Jon Friedman's Media Web
Dylan Ratigan exits MSNBC6/11/12 12:01 AM ET (MarketWatch)
NEW YORK (MarketWatch) -- I don't think we have seen the last of Dylan Ratigan as a public figure.
Ratigan says he is leaving his show at MSNBC for points unknown.
For now, that is, I counter.
Will he find a new gig on TV -- or perhaps try his hand in politics? Right now, it's anybody's guess.
Ratigan has hosted a show on MSNBC (CMCSA) , beginning at 4:00 p.m. Eastern time, for the past three years. He wants to try to make a difference in society. Doesn't that sort of sound like a budding politician?
Ratigan told the New York Times: "Once you've said your piece, you can either keep saying it -- and then it's a job, good job, pays well, everybody knows your name, it's great -- OR you can decide what you're going to do about it. And the answer is, I don't know, in order to figure it out, I have to dismount."
Do you believe him? Can Ratigan actually say farewell to a life on TV?
Can someone who has so evidently loved proclaiming his views on such hot-button issues as the failures of politicians, the broken economic system in America, and the need for campaign-finance reform, simply stride off into the sunset? I doubt it.

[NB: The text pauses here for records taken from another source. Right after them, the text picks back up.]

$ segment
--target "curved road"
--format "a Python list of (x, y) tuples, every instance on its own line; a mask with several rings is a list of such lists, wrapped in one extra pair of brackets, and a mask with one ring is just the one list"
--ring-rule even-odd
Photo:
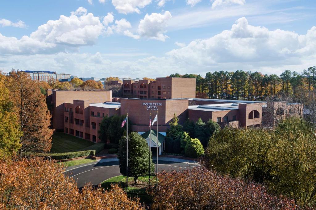
[[(158, 160), (158, 171), (162, 169), (180, 170), (198, 165), (196, 163), (188, 162), (187, 160), (183, 160), (182, 162), (179, 162), (181, 160), (166, 158), (162, 159), (164, 160)], [(155, 168), (155, 160), (153, 161)], [(106, 179), (120, 175), (118, 164), (118, 161), (116, 159), (101, 159), (92, 163), (68, 167), (66, 168), (65, 173), (75, 179), (78, 188), (81, 189), (87, 183), (90, 182), (92, 185), (96, 186)]]

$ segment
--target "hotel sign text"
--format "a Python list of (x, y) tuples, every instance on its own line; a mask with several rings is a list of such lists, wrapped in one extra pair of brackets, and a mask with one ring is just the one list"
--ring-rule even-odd
[(161, 103), (143, 103), (143, 106), (146, 106), (147, 110), (158, 110), (158, 107), (162, 106), (162, 104)]

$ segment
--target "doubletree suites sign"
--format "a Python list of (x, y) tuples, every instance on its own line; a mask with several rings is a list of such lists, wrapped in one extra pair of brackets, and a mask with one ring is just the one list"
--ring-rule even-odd
[(158, 107), (162, 106), (160, 103), (143, 103), (143, 106), (146, 106), (147, 110), (158, 110)]

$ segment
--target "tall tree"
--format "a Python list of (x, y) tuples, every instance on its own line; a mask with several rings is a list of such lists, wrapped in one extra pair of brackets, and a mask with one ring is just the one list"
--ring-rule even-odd
[(20, 138), (20, 154), (49, 151), (53, 130), (50, 128), (51, 116), (40, 88), (26, 73), (14, 70), (7, 77), (6, 85), (23, 133)]
[(9, 91), (4, 85), (5, 76), (0, 71), (0, 158), (17, 152), (21, 146), (16, 117), (12, 111)]

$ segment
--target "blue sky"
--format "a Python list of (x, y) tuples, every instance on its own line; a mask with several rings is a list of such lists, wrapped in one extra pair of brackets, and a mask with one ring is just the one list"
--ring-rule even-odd
[(3, 1), (0, 70), (301, 72), (316, 65), (315, 10), (301, 0)]

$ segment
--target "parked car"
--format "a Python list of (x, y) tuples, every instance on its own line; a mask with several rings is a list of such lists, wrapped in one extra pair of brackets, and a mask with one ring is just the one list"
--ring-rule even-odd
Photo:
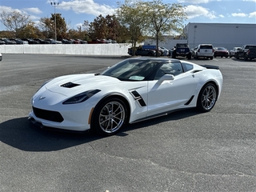
[(102, 74), (47, 81), (30, 99), (29, 119), (41, 128), (112, 135), (126, 124), (177, 110), (209, 112), (220, 97), (222, 81), (218, 66), (172, 58), (127, 58)]
[(16, 44), (18, 44), (18, 45), (26, 45), (26, 44), (29, 44), (28, 42), (26, 41), (23, 41), (20, 38), (10, 38), (10, 41), (14, 41), (16, 42)]
[(166, 49), (166, 47), (164, 47), (164, 46), (160, 46), (160, 47), (159, 47), (159, 50), (160, 50), (160, 52), (161, 52), (161, 55), (162, 55), (162, 56), (167, 56), (167, 55), (169, 55), (169, 50)]
[(29, 44), (39, 44), (38, 41), (34, 40), (33, 38), (22, 38), (22, 41), (28, 42)]
[(37, 41), (39, 44), (50, 44), (50, 42), (45, 41), (42, 38), (34, 38), (34, 41)]
[(234, 57), (237, 59), (243, 58), (246, 61), (256, 58), (256, 45), (243, 45), (238, 49)]
[(62, 40), (62, 44), (73, 44), (73, 42), (66, 38)]
[[(128, 54), (130, 55), (133, 54), (133, 48), (128, 48)], [(142, 47), (136, 47), (135, 49), (135, 55), (140, 55), (140, 56), (155, 56), (156, 55), (156, 50), (149, 50), (149, 49), (143, 49)]]
[(80, 44), (87, 44), (87, 41), (81, 40), (79, 38), (75, 38), (75, 41), (78, 41)]
[(230, 56), (229, 51), (224, 47), (214, 47), (214, 57), (228, 58)]
[(0, 38), (0, 45), (5, 45), (6, 42), (2, 40), (2, 38)]
[(14, 41), (11, 41), (9, 38), (0, 38), (1, 41), (4, 42), (6, 45), (16, 45)]
[(60, 42), (60, 41), (55, 41), (54, 39), (52, 39), (52, 38), (46, 38), (45, 41), (49, 42), (50, 44), (62, 44), (62, 42)]
[(214, 58), (214, 46), (212, 44), (199, 44), (194, 49), (194, 58)]
[(176, 58), (177, 57), (185, 57), (187, 59), (191, 59), (192, 54), (190, 46), (187, 43), (177, 43), (176, 46), (172, 52), (171, 58)]
[(238, 51), (238, 49), (241, 48), (238, 46), (234, 46), (230, 50), (230, 58), (234, 57), (235, 53)]

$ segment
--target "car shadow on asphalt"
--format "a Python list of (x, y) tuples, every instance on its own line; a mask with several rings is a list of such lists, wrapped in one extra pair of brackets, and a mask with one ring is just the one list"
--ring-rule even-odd
[[(177, 111), (149, 121), (129, 124), (116, 136), (129, 135), (129, 131), (175, 121), (198, 114), (194, 110)], [(24, 151), (54, 151), (72, 147), (83, 143), (104, 138), (106, 137), (90, 131), (77, 133), (58, 130), (41, 129), (30, 122), (27, 118), (14, 118), (0, 124), (0, 142)]]

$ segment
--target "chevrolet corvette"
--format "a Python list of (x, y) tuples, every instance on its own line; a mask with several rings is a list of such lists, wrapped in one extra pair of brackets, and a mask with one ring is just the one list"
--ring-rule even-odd
[(29, 119), (41, 127), (112, 135), (125, 125), (194, 107), (210, 111), (222, 88), (218, 66), (160, 58), (127, 58), (101, 74), (45, 82)]

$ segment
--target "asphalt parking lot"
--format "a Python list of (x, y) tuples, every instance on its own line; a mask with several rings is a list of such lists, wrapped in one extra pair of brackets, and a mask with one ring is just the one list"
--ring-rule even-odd
[(27, 120), (46, 80), (100, 72), (125, 58), (3, 54), (0, 62), (0, 191), (256, 191), (256, 61), (192, 59), (223, 74), (209, 113), (192, 110), (100, 137)]

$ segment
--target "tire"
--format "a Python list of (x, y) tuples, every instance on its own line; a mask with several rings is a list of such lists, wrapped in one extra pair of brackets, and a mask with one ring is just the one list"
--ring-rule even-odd
[(176, 52), (175, 51), (173, 52), (173, 54), (171, 55), (171, 58), (176, 58)]
[(243, 56), (243, 59), (244, 59), (245, 61), (247, 61), (247, 60), (248, 60), (248, 57), (247, 57), (246, 54), (245, 54), (245, 55)]
[(188, 60), (190, 60), (190, 59), (191, 59), (191, 58), (192, 58), (191, 54), (189, 54), (187, 55), (187, 59), (188, 59)]
[(214, 108), (216, 101), (216, 86), (213, 83), (207, 83), (200, 90), (197, 101), (197, 108), (202, 112), (209, 112)]
[(110, 98), (94, 109), (93, 130), (105, 136), (118, 133), (127, 120), (126, 104), (119, 98)]

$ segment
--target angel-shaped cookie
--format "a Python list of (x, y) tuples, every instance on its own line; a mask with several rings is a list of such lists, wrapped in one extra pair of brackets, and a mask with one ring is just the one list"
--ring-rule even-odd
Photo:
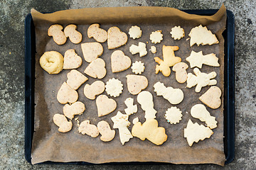
[(206, 74), (200, 72), (198, 68), (195, 68), (193, 69), (193, 72), (195, 73), (196, 76), (192, 73), (188, 74), (186, 86), (188, 88), (191, 88), (196, 85), (195, 91), (197, 93), (201, 91), (202, 87), (215, 85), (217, 84), (217, 81), (215, 79), (211, 79), (217, 76), (215, 72)]
[(156, 74), (160, 72), (162, 72), (165, 76), (169, 76), (171, 74), (170, 67), (175, 65), (175, 64), (181, 62), (181, 58), (175, 57), (174, 51), (178, 50), (178, 46), (165, 46), (163, 45), (163, 59), (159, 57), (154, 57), (154, 60), (159, 65), (156, 67)]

If Ratigan is being totally sincere, however, he has taken the most original attitude toward television stardom in recent memory. It's rare when someone bolts from the tube in his prime. Already a cable TV star, he can look forward to a long life in front of the camera. He hasn't yet reached his peak.
Then again, the New York Times noted that Ratigan's "current contract expires this month." He may soon be fielding TV offers.
Before joining MSNBC from CNBC, Ratigan had reportedly been considered for a position at ABC News (DIS) . He is an attractive TV-news figure because he brings a sharp intellect and an irreverent style to an industry which rewards people who have strong personalities.
What separates Ratigan from the pack is his commanding knowledge about the stock market and economics, which he gained in his years at Bloomberg and CNBC. The financial angle is ever-present these days in politics. Ratigan understands the relationship between the markets and the White House.
Ratigan is always thinking ahead. As he was leaving CNBC in 2009, he told me, while we sipped cups of on coffee in his apartment in lower Manhattan, that he was strongly considering writing a book for children about the economy. (Pssst, I'm still waiting to see that volume, though Ratigan did write a book since then, for adults, about how the world works.)
A few years ago, NBC was pondering who would take Conan O'Brien's place at 12:35 a.m. Ratigan told me, in total seriousness, that he wanted to succeed O'Brien. Ratigan, a bundle of restless energy, had total confidence that he could make the leap to entertainment.
It is believed that Ratigan's last show will take place on June 22. He was always willing to take on the most sensitive business and political issues of the day.
Trust me, Ratigan always thinks big. I should know -- I sat next to him at Bloomberg News for a while in the late 1990s, before I resigned and joined MarketWatch in 1999.
What always struck me about Dylan was his enormous sense of ambition, tenacious work ethic and fearlessness. When he was breaking in on Bloomberg's stock market reporting team, Ratigan got into the habit of taking a tape-recorder with him when he interviewed Wall Street traders. He would then force older journalists in the newsroom -- me included -- to listen to his conversations. He wouldn't let us walk away until we had thoroughly critiqued his work.
As I recall, I told him not to dominate the interview so much -- showed you how much I knew. One of Ratigan's trademarks is now his rat-a-tat-tat delivery.
Ratigan made his mark at Bloomberg as a successful mergers-and-acquisitions reporter for the wire. Up to that point, nobody at Bloomberg had cracked the M&A code and gotten a steady diet of scoops about big deals.
What will Ratigan do next?
He is a born crusader. That's why we may eventually see Ratigan try to launch a career in politics.
But I also find it difficult to believe that Ratigan can somehow resist TV's siren call. Anyone who has had gained a following finds that a good deal of his or her identity is wrapped up in an on-air persona. You love the adulation.
Further, when you are the host of your own TV show, like Ratigan, you wield a tremendous amount of influence on the public. You decide what the viewers will see and hear. You can project your beliefs onto the folks watching at home. Next to holding a political office, it's probably the most seductive job imaginable for people who want to air their points of view.
If you're a fan of Ratigan, don't be too disappointed by his exit here. I suspect that we haven't seen the last of him yet on TV.
MEDIA WEB QUESTION OF THE DAY: What would you like to see Dylan Ratigan do next?